Word splits into multiple portions of text on extraction (C# .NET)

Aspose Slides is giving unexpected results for a particular PowerPoint slide that we have.

We are using the following code to get text from power point slides (so that we can search them for specific words).

        Dim pptxPresentation As Presentation = New Presentation(_strFilePath)
        Dim textFramesPPTX As ITextFrame() = Util.SlideUtil.GetAllTextFrames(pptxPresentation, True)

        For i As Integer = 0 To textFramesPPTX.Length - 1
            For Each port As IPortion In From para In textFramesPPTX(i).Paragraphs From port1 In para.Portions Select port1
                sb.Append(port.Text)
                sb.AppendLine()
            Next
        Next

We found a problem with the linked Powerpoint which has only one word in it.

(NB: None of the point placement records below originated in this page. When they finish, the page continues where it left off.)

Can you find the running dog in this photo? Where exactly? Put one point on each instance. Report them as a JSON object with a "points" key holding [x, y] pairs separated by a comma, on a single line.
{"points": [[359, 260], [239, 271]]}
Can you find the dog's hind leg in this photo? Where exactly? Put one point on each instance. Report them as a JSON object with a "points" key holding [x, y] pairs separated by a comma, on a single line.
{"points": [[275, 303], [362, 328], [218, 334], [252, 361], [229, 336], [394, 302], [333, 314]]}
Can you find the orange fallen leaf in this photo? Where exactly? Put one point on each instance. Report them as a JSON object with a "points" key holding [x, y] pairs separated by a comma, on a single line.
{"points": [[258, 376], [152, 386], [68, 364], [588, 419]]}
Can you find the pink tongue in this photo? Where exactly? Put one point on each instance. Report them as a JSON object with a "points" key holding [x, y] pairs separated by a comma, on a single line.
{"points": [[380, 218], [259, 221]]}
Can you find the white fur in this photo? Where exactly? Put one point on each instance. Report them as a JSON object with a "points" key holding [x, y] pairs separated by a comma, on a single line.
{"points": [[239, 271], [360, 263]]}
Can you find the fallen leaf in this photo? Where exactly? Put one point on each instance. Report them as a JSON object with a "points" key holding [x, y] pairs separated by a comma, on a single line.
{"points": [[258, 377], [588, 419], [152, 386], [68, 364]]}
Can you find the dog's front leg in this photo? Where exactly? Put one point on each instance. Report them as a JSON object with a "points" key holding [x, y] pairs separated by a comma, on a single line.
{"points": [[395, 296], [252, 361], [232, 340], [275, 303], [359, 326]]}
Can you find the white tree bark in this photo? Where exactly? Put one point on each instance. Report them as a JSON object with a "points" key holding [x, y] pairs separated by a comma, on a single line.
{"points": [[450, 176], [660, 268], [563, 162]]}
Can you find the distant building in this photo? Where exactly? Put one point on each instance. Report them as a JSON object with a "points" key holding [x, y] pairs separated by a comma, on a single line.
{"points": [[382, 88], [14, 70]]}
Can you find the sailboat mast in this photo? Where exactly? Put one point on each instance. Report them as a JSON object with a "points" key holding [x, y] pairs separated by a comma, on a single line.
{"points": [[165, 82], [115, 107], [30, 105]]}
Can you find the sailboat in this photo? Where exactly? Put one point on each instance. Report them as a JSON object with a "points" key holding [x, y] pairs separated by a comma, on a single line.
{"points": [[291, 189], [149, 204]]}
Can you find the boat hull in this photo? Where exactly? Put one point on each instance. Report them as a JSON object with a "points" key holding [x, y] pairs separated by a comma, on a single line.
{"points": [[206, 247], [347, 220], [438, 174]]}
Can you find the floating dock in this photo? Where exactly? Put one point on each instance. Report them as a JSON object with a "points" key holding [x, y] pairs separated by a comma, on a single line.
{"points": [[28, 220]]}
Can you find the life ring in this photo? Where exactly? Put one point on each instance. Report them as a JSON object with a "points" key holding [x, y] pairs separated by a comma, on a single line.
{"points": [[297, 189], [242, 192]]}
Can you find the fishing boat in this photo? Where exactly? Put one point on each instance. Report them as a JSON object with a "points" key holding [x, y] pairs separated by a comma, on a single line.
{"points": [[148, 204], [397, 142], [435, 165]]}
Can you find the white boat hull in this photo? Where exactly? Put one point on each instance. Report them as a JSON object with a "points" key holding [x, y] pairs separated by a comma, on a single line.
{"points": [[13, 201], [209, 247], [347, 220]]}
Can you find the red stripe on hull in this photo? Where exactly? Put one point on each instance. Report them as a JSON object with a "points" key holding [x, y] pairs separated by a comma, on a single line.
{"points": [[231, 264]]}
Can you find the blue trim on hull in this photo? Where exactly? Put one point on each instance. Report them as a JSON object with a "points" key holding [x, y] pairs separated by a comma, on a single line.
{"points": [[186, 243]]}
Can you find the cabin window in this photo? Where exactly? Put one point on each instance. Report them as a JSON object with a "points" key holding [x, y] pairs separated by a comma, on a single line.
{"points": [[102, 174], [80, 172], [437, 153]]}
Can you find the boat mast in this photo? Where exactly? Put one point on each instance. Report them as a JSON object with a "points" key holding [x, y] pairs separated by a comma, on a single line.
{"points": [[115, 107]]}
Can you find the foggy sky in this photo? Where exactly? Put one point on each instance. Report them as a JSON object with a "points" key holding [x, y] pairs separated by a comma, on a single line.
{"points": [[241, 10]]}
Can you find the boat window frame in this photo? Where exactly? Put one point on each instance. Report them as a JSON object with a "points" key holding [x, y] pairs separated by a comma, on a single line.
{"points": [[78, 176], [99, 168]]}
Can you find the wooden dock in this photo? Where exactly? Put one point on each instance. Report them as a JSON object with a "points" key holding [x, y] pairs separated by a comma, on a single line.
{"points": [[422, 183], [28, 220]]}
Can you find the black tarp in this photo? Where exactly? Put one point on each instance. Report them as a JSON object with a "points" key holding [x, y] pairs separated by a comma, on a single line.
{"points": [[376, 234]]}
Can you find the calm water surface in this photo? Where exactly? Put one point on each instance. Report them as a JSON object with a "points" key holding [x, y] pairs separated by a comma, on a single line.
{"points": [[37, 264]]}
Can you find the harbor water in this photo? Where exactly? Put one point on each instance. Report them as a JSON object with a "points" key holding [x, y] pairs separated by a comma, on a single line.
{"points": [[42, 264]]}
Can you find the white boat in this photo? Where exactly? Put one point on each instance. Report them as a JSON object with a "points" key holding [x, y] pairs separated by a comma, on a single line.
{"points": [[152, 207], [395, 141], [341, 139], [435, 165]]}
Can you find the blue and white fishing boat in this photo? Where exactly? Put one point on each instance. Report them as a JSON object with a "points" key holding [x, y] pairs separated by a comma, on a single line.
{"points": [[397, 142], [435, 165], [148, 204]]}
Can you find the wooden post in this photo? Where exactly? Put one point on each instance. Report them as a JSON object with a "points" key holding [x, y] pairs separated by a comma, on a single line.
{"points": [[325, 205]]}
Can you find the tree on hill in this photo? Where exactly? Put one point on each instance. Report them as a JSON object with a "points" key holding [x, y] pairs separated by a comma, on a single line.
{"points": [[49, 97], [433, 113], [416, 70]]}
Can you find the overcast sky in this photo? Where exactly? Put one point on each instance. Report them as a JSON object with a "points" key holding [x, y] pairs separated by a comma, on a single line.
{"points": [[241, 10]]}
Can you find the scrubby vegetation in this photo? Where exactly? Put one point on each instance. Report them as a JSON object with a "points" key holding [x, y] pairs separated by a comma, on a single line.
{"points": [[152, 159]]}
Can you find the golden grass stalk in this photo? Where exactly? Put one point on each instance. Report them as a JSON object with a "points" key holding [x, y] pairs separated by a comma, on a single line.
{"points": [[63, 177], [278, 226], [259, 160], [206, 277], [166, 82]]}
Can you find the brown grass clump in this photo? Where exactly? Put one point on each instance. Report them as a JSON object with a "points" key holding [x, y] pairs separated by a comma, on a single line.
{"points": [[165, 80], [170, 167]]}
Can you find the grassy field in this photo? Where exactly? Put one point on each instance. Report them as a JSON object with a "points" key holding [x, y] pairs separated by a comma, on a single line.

The word Associate for some reason gets split into the following pieces which then creates problems with our Search.

“Ass” & vbCrLf & “o” & vbCrLf & “c” & vbCrLf & “ia” & vbCrLf & “t” & vbCrLf & “e”

The code words with most slides but we seem to have some hidden characters here that Aspose is picking up.

NOTE: If I copy and paste the word into a brand new Powerpoint document, the same problem exists with the new document but… If I delete the word in the slide and retype the same word over it, the problem is fixed. It appears there are some hidden characters that Aspose is picking up.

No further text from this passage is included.